La vérité, Giampaolo Pansa, un vénérable du journalisme italien, ancien directeur-adjoint de la Repubblica pendant quinze ans, l'a écrite dimanche sur le Riformista (quotidien de gauche modérée, très critique à l'égard de la manifestation): en Italie, on vit désormais «dans une continuelle guerre civile de paroles». La faute aux «mauvais maîtres», dit Pansa: d'un côté Silvio Berlusconi, de l'autre Eugenio Scalfari, fondateur (et directeur pendant vingt ans) de La Repubblica, le journal qui s'est fait parti et a inventé de fait et orchestré la campagne de défense de la liberté de presse. Les responsables sont nombreux, mais il y a beaucoup de vrai dans la représentation de la dualité entre le chef du gouvernement et le grand journaliste, notamment dans la réduction du débat public à deux camps. Une radicalisation artificielle et hypocrite, où l'on joue à qui crie le plus fort.
D'un côté, il y a le chef de gouvernement le plus insolite de l'histoire du pays et des démocraties occidentales: un magnat de la télévision, arrivé au pouvoir après avoir créé de rien un parti dans l'Italie des années 90, quand le système politique traditionnel avait été dissout par les enquêtes judiciaires contre la corruption. Berlusconi appartenait organiquement à ce vieux système, l'un de ses produits emblématique et à sa façon d'ores et déjà une anomalie du point de vue de son monopole dans la télévision commerciale: une position que le vieux système politique lui avait offerte.
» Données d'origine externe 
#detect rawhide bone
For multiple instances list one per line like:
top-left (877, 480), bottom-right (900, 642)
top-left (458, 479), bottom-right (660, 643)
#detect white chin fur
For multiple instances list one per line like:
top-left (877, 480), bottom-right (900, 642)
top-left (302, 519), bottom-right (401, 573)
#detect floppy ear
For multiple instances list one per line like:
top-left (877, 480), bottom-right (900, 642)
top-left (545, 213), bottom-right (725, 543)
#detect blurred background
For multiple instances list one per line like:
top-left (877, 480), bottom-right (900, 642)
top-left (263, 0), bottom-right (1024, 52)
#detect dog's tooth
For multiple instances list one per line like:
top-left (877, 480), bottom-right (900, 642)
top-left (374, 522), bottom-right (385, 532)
A peine ses anciens protecteurs avaient-ils disparus du devant de la scène, que Berlusconi est entré à son tour en politique. Et il l'a fait avec l'habileté et le talent du publiciste, de l'entrepreneur qui avait copié la télévision commerciale à l'Amérique et élaboré un système médiatique autour du message publicitaire. Le jeu lui a réussi en politique: il a rassemblé la galaxie dispersée de l'opinion publique modérée, ramené dans le jeu démocratique les héritiers du fascisme. Il s'est allié avec les nouveaux «barbares» de la Ligue du Nord, mettant sur pied un bloc de centre droit, foncièrement majoritaire en Italie.
Une culture de publicitaire
Sa culture reste celle du publicitaire qui considère l'information comme du divertissement. L'information critique lui est opaque, sa façon de s'exprimer est affirmative, jamais il ne participe aux débats. Son horizon politique est fondamentalement autoritaire et sa culture politique populiste. Les journalistes qui rament à contre courant sont des «vauriens». Il se voit en patron de l'entreprise Italie, ne comprend pas ceux qui lui posent des questions compliquées: pour lui, ses ennemis sont les ennemis de l'Italie. Il voudrait se mouvoir au sein d'un système politique présidentiel ou dans une charge de Premier ministre qui lui octroierait les pleins pouvoirs. Mais aussi secoué, affaibli, délégitimé soit-il, le système constitutionnel italien a tenu bon. De là l'impatience de Berlusconi à l'égard de ce et ceux qui lui font obstacle: les juges, lorsqu'ils ouvrent des enquêtes sur lui ou sur ses entreprises, et les journalistes, quand ils décrivent une réalité qui ne coïncide pas avec sa fiction personnelle. Ou même simplement quand certains vont à la pêche à ces informations qui agacent l'exécutif. Quand il souhaiterait simplement s'en tenir au récit de la radieuse fable de sa bonne gouvernance.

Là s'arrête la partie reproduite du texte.